JH: Genuine, meaningful representation is job number one, as I see it. This is for staff, leadership, and the audiences. The comfortable isolation of “the academy” is now a danger to the long-term sustainability of museums. I would suggest that you find and break the many written and unwritten rules that insulate and preserve current power structures and find ways to actively undermine the tenacious staying power of the status quo. The pandemic was a dress rehearsal for the rest of the century. Get comfortable with more dissonance and disagreement inside, so you will be better prepared to weather the storms brewing outside but coming inevitably and inexorably in.

This probably sounds excessively dramatic to most ears. Is it really that dire? Demographics are a relentless force, and you can only ignore them at significant risk.

AR: What’s the Museum Glossary, and why is this needed?

JH: It’s a shot in the dark. An attempt to devise a resource to help raise the level of discourse around the professional marketing discipline in museums. Perhaps better museum-specific definitions for crucial terminology will yield less talking past one another and stimulate more cross-functional understanding within museums. Maybe, from these few seeds, a more fruitful kind of collaboration will grow.

AR: You wrote about the origins of the Museum Glossary, in which, over a phone call, we discussed the need for a shared language and how it might better enable staff and teams to work better together and in better support of the public. How, then, does a shared language and definitions do that?

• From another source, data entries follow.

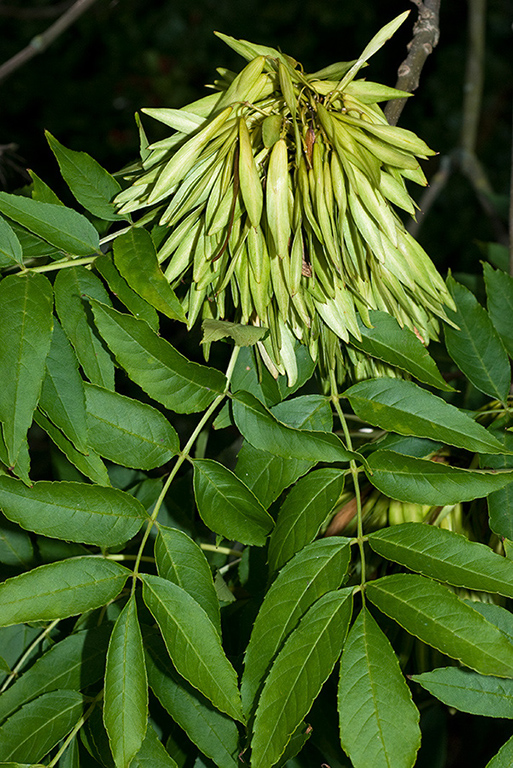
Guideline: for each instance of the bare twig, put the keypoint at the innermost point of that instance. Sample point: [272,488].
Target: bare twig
[45,12]
[41,42]
[426,33]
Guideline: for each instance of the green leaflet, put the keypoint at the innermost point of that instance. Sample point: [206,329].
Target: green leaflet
[154,365]
[136,259]
[125,707]
[402,406]
[39,725]
[62,396]
[193,643]
[499,293]
[398,346]
[90,184]
[379,723]
[127,431]
[421,481]
[469,692]
[433,613]
[504,756]
[260,428]
[89,465]
[60,589]
[11,251]
[26,332]
[73,663]
[15,545]
[267,475]
[242,335]
[180,560]
[445,556]
[297,675]
[317,569]
[476,347]
[302,513]
[213,732]
[152,753]
[227,506]
[41,191]
[62,227]
[73,287]
[118,285]
[72,511]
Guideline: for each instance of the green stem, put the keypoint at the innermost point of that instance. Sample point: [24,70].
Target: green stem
[27,653]
[69,738]
[64,264]
[335,397]
[182,456]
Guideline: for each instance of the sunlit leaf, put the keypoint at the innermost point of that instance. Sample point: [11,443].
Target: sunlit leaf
[319,568]
[60,589]
[125,707]
[379,724]
[297,675]
[193,643]
[437,616]
[26,332]
[227,506]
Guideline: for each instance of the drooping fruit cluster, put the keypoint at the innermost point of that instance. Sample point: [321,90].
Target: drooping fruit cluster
[277,193]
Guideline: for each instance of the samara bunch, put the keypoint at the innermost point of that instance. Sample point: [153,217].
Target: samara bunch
[276,194]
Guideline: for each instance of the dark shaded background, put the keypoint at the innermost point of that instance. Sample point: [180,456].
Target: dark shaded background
[124,55]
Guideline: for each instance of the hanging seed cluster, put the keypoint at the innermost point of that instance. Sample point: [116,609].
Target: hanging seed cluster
[276,196]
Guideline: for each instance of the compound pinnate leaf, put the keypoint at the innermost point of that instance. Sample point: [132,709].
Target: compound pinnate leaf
[302,513]
[71,664]
[476,347]
[26,330]
[445,556]
[499,293]
[61,589]
[152,363]
[152,753]
[62,396]
[88,464]
[421,481]
[297,675]
[319,568]
[118,285]
[62,227]
[11,251]
[398,346]
[379,724]
[127,431]
[180,560]
[38,726]
[72,511]
[136,258]
[403,407]
[263,430]
[213,732]
[73,288]
[193,643]
[90,184]
[125,708]
[227,506]
[268,475]
[434,614]
[470,692]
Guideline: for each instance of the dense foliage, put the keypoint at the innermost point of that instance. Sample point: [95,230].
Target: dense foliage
[221,564]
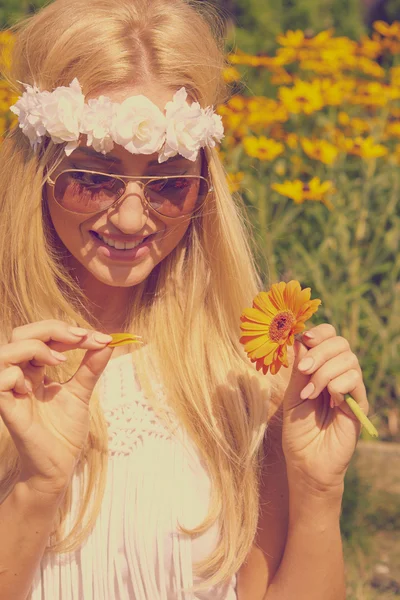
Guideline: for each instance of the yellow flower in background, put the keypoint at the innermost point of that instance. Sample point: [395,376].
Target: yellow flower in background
[231,74]
[235,181]
[6,46]
[292,140]
[303,97]
[370,67]
[263,112]
[281,77]
[300,192]
[387,30]
[355,125]
[392,128]
[370,48]
[394,73]
[292,39]
[262,148]
[237,103]
[364,147]
[320,150]
[273,321]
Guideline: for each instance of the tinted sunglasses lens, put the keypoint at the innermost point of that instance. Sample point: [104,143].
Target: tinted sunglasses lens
[87,192]
[176,196]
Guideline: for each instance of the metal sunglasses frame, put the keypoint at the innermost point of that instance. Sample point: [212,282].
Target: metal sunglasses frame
[132,177]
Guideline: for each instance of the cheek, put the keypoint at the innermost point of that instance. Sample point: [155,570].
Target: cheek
[175,233]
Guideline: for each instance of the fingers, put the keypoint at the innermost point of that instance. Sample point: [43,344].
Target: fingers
[348,383]
[59,336]
[326,350]
[13,379]
[322,376]
[83,382]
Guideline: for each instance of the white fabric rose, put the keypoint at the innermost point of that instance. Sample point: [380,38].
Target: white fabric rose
[62,115]
[30,114]
[139,126]
[187,127]
[96,124]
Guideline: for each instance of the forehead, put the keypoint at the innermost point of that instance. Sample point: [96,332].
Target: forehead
[155,92]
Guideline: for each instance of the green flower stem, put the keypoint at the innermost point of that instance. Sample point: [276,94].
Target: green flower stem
[354,407]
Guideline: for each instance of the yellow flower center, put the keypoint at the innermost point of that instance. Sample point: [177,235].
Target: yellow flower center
[281,325]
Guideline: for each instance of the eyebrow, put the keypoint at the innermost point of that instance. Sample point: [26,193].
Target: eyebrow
[113,159]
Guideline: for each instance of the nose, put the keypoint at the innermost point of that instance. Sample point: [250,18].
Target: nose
[130,213]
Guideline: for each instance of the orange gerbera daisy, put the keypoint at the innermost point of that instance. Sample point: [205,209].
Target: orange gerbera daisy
[273,321]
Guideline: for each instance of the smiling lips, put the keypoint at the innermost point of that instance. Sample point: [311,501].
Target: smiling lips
[120,242]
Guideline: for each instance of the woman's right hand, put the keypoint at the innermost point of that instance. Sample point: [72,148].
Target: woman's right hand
[48,453]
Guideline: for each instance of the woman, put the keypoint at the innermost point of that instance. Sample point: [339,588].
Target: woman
[170,470]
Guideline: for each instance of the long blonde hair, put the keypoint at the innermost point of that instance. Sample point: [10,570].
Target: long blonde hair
[189,307]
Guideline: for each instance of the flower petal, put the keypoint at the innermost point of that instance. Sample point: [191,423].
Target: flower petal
[256,315]
[263,302]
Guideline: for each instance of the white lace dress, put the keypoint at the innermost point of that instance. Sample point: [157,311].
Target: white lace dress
[135,551]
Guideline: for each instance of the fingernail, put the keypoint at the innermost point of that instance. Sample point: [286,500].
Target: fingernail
[102,338]
[307,391]
[58,355]
[78,331]
[306,364]
[309,335]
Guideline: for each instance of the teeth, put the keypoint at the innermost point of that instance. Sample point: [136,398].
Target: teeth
[119,245]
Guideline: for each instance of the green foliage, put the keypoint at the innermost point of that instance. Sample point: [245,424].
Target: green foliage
[259,22]
[12,10]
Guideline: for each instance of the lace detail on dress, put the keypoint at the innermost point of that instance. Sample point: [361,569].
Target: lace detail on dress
[129,416]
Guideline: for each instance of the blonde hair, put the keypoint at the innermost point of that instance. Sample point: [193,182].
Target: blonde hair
[189,307]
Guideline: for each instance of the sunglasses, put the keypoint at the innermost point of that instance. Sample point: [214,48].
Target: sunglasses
[87,192]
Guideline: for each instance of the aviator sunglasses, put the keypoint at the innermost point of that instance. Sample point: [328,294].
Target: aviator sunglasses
[84,191]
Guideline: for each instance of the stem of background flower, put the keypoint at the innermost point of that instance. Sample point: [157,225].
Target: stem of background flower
[380,227]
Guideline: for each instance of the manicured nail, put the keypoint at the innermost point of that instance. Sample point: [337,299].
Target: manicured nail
[78,331]
[102,338]
[307,391]
[28,385]
[309,335]
[58,355]
[306,364]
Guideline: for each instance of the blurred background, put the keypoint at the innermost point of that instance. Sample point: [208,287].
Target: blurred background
[313,146]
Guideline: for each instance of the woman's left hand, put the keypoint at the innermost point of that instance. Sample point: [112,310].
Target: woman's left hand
[319,441]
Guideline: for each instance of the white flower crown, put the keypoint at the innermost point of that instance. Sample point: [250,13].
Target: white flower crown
[137,124]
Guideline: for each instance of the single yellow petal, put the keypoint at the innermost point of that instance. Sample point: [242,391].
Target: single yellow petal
[264,350]
[263,302]
[276,295]
[251,326]
[256,315]
[255,343]
[123,339]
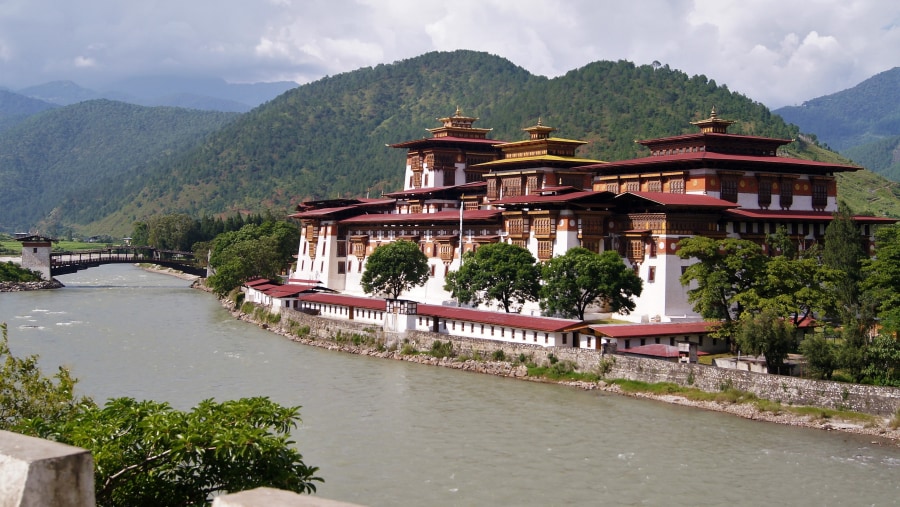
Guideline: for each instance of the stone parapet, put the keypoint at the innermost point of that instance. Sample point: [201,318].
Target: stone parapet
[38,473]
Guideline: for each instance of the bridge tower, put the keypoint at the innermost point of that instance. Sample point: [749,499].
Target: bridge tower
[36,254]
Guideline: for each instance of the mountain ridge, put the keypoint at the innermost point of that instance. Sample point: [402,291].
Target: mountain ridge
[328,138]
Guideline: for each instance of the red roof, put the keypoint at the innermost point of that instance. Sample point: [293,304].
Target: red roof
[819,216]
[545,324]
[669,199]
[651,330]
[795,164]
[344,300]
[430,190]
[557,198]
[445,140]
[657,350]
[408,218]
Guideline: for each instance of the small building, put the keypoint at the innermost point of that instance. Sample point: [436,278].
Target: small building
[36,254]
[643,339]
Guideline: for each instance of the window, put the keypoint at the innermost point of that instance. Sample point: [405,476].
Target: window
[820,194]
[765,193]
[787,194]
[729,188]
[545,249]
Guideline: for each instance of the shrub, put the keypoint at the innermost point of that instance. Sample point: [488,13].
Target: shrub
[441,349]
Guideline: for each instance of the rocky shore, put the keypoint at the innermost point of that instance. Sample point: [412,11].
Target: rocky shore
[53,283]
[878,428]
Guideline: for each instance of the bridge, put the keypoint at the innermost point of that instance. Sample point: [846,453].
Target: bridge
[37,256]
[63,263]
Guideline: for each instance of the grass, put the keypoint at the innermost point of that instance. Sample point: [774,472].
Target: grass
[13,248]
[731,395]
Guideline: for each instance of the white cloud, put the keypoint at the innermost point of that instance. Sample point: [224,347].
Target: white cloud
[775,51]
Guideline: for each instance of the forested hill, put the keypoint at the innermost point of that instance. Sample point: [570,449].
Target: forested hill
[327,139]
[88,156]
[862,123]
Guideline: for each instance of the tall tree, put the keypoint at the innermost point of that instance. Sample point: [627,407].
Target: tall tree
[580,278]
[844,253]
[25,392]
[768,334]
[882,275]
[147,453]
[724,269]
[500,272]
[792,288]
[395,268]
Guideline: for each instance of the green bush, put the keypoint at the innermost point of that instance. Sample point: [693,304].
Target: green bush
[441,349]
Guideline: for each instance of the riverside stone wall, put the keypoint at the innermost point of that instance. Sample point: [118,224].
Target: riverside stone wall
[877,400]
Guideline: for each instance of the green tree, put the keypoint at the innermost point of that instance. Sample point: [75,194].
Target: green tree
[500,272]
[395,268]
[766,333]
[253,251]
[147,453]
[844,253]
[793,288]
[725,269]
[883,361]
[580,278]
[882,274]
[25,392]
[821,356]
[240,261]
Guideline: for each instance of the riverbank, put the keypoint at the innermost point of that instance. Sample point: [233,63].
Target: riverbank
[877,427]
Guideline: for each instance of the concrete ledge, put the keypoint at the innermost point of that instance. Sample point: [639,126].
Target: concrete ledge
[269,497]
[36,473]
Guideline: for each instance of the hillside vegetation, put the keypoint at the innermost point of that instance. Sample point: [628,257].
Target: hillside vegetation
[327,139]
[862,123]
[88,156]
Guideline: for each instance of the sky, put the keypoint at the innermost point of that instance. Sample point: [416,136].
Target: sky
[777,52]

JH: As you know, the glossary was envisioned as a level-set between functional units within the museum. It becomes challenging to collaborate effectively if we disagree on what X is, how it will be used, and why it matters. Collaboration is far more than a nice-to-have. The museum does not need a marketing team, a development team, and a curatorial team working at cross-purposes. The stakes are too high for this. The museum must be one team with professional units that each contribute their specialized expertise to achieve shared goals. This is the only way museums will thrive in the challenging times ahead.

AR: Last question: what’s next for this project?

JH: We launched in Spanish thanks to ICOM-MPR and ICOM Mexico. We continue to add definitions, if slowly. So, the most important thing is for people to know it exists and to use it.